Wednesday, January 6, 2010
Ninth Circuit Rules Nevada Killer Cannot Be Sentenced to Death on Retrial
By a MetNews Staff Writer
A Nevada killer whose jury deadlocked in the penalty phase, apparently because it could not decide whether to impose a life-without-parole sentence or one of life imprisonment with the possibility of parole, cannot be sentenced to death on retrial, the Ninth U.S. Circuit Court of Appeals ruled yesterday.
A divided three-judge panel said the trial judge erred in failing to give the jury a requested clarification as to how aggravating and mitigating circumstances are weighed under Nevada law. Because the clarification might have resulted in a unanimous verdict, Judge Stephen Reinhardt wrote for the Ninth Circuit, there was no manifest necessity for the ensuing mistrial and any retrial would violate the Double Jeopardy Clause.
According to testimony and news accounts, the defendant, James M. Harrison, was a racist skinhead nicknamed “Evil” who, along with Anthony Prentice, had murdered Daniel Miller, an older man who had befriended Prentice after his earlier troubles with the law. Prentice was convicted in a separate trial and sentenced to life imprisonment without parole.
After jurors found Harrison guilty of first degree murder and conspiracy, the trial went to a penalty phase. The judge instructed the jury that under Nevada law, they could return a death penalty verdict only if one or more aggravating circumstances were proved beyond a reasonable doubt, and only if those circumstances outweighed any mitigating circumstances beyond a reasonable doubt.
Even if the prosecution met its burden, the judge added, jurors could still impose a life-without-parole, life-with-possibility-of-parole, or fixed-term-with-possibility-of-parole sentence.
When jurors indicated they were deadlocked, one of the defense lawyers urged the judge to poll the jury, first as to whether aggravating circumstances had been proven, and then, if so, whether the mitigating circumstances outweighed the aggravating circumstances.

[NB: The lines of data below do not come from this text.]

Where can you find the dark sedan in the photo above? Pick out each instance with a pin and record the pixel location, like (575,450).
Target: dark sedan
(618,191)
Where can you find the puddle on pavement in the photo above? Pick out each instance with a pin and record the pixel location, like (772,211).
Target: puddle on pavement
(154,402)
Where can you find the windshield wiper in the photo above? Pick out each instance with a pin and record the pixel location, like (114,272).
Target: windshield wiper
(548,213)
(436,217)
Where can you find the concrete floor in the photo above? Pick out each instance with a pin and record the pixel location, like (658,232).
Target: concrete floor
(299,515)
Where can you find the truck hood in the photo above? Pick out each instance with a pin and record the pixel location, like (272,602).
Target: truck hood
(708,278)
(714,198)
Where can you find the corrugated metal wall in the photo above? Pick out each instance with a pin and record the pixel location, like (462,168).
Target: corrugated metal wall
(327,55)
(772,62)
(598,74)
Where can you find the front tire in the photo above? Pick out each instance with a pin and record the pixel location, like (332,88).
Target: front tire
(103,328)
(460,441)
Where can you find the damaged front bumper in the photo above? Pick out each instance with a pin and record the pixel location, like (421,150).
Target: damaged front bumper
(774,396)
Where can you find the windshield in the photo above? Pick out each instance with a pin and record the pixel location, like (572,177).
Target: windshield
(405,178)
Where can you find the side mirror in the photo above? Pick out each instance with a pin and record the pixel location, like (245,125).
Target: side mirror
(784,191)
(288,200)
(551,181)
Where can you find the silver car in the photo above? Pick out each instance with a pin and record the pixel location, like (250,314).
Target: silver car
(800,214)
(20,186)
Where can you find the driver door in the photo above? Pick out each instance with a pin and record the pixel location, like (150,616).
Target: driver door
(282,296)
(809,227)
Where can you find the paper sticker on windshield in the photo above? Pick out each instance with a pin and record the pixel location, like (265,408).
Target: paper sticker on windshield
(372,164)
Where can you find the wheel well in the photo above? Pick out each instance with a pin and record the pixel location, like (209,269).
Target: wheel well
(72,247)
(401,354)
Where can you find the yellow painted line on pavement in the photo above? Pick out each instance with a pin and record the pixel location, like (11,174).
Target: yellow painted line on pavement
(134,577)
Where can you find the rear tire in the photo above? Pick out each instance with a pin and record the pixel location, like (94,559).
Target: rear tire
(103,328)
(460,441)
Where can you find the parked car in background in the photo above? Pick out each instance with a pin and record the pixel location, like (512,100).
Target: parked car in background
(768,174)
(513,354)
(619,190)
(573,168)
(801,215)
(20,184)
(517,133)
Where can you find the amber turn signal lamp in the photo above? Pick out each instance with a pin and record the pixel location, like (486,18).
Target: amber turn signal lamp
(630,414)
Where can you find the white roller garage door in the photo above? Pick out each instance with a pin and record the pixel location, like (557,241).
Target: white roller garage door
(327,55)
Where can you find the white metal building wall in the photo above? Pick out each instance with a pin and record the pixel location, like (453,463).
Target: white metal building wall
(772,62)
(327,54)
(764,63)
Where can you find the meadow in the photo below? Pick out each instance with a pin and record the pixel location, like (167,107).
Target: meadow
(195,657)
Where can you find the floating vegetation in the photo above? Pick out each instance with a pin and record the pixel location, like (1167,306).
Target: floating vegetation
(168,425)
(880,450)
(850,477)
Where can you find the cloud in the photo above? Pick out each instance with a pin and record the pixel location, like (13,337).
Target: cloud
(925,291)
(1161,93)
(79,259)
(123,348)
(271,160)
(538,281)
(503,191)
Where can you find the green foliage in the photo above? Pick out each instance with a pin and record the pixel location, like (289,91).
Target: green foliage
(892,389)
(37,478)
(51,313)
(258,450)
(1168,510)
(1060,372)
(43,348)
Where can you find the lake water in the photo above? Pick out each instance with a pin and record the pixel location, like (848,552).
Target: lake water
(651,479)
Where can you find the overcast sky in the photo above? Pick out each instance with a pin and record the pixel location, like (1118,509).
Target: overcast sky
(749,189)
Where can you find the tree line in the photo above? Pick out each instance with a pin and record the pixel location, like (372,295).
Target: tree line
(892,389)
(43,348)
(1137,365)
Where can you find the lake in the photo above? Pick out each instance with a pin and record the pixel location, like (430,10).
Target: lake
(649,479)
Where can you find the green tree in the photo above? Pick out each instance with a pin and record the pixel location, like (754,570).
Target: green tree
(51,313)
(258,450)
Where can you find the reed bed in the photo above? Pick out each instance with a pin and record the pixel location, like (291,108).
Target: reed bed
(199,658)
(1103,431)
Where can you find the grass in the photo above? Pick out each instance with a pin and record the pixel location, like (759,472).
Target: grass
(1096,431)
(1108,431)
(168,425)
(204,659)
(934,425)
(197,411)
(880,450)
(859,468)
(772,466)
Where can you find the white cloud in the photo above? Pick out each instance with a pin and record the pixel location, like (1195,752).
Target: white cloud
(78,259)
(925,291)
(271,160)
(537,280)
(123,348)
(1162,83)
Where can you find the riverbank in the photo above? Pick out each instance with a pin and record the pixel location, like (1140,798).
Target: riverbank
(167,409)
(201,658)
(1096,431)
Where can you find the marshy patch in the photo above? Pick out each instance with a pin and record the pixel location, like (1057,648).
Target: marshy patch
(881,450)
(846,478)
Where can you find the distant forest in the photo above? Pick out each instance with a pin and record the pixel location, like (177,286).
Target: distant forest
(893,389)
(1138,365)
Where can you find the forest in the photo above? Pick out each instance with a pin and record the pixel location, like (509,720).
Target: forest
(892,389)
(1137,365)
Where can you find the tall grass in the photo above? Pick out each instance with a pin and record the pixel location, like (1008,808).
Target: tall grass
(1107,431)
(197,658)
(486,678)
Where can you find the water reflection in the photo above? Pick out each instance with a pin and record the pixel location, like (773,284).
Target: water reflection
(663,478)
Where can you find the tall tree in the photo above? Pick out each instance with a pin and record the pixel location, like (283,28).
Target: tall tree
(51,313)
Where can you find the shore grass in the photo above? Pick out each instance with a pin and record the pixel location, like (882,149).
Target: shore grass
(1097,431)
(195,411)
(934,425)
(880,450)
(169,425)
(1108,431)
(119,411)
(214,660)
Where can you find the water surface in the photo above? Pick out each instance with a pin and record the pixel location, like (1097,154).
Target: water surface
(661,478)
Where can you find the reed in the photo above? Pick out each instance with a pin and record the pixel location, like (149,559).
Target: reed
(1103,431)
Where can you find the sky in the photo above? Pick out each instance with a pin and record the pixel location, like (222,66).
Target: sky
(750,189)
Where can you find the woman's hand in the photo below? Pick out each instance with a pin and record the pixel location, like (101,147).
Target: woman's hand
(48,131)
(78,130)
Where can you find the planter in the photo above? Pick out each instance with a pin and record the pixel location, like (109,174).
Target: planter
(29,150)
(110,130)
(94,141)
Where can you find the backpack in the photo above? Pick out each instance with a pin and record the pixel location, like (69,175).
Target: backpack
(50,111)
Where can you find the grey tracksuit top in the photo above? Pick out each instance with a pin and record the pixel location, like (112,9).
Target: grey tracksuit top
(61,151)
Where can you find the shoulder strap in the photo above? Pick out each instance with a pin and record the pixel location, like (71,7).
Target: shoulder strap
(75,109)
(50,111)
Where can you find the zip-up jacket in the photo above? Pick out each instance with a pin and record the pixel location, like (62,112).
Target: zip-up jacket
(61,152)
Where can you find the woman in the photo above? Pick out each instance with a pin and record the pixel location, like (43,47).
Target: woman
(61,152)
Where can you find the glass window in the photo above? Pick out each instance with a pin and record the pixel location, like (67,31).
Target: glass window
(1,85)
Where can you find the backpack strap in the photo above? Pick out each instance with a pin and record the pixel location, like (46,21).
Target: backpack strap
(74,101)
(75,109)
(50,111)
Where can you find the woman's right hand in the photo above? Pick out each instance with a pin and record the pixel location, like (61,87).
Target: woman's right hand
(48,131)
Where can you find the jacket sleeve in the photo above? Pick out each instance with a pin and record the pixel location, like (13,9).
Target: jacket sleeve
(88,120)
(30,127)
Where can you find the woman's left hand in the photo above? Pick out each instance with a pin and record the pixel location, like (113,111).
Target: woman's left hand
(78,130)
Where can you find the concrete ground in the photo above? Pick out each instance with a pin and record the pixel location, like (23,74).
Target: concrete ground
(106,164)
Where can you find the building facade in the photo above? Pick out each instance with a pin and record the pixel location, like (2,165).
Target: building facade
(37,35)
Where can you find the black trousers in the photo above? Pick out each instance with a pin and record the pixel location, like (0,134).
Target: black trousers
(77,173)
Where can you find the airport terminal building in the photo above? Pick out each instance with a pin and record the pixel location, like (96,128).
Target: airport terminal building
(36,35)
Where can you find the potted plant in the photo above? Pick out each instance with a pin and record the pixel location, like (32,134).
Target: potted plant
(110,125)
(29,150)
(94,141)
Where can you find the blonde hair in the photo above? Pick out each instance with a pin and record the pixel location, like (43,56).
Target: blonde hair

Prosecutors argued that such a poll would be contrary to state law. The judge apparently agreed, saying the jury’s answers to the questions could only be determined from the verdict form.
Ultimately, the judge ordered the verdict forms collected. There were two signed and dated forms, one indicating that the jury found as an aggravating factor that the victim had been mutilated and another indicating that the jury had found 24 mitigating factors.
The forms containing the sentencing options were blank. The judge then dismissed the jury and declared a mistrial.
Affidavits subsequently filed by the defense in support of a motion to bar the death penalty indicated that jurors were unanimous in concluding that the death sentence should not be imposed and that nine of 12 favored life without parole, with the remainder favoring life with possibility of parole.
The judge denied the motion. Harrison challenged the ruling in writ petitions, which the Nevada Supreme Court and U.S. District Judge Robert C. Jones denied, saying the jury had not acquitted Harrison of the death penalty.
Reinhardt said it was impossible to definitively determine, based on the verdict forms and the jury’s communications with the court, whether the jury made the factual findings that would have spared Harrison under Nevada law, although it was “possible—even likely” that it did.
But the trial judge, Reinhardt went on to say, committed an abuse of discretion by dismissing the jury without the poll required by the defense and without obtaining the defendant’s consent to a mistrial.
Nothing in the Nevada statutes barred such a poll, nor can the Nevada Supreme Court’s view of the issue be determined from past cases. But courts in some other states have held that a defendant’s polling request should be granted before a mistrial is declared, which Reinhardt said was the persuasive view, particularly under the facts of Harrison’s case.
Senior Judge Procter Hug Jr. concurred, while Judge Barry Silverman dissented.
“The foreperson told the judge in open court, without contradiction, that the jury was deadlocked on the issue of punishment. There is no court case anywhere holding that the constitution requires a state trial judge to ask more specific questions about the status of the jury’s unfinished deliberations in a sentencing matter entrusted to its discretion. In the face of the jury’s return of the unsigned punishment verdict forms, plus the foreman’s statement that the jury was at an impasse as to the sentence, the trial judge did not abuse her discretion in declaring a mistrial and ordering a new sentencing trial.”
The case is Harrison v. Gillespie, 08-16602.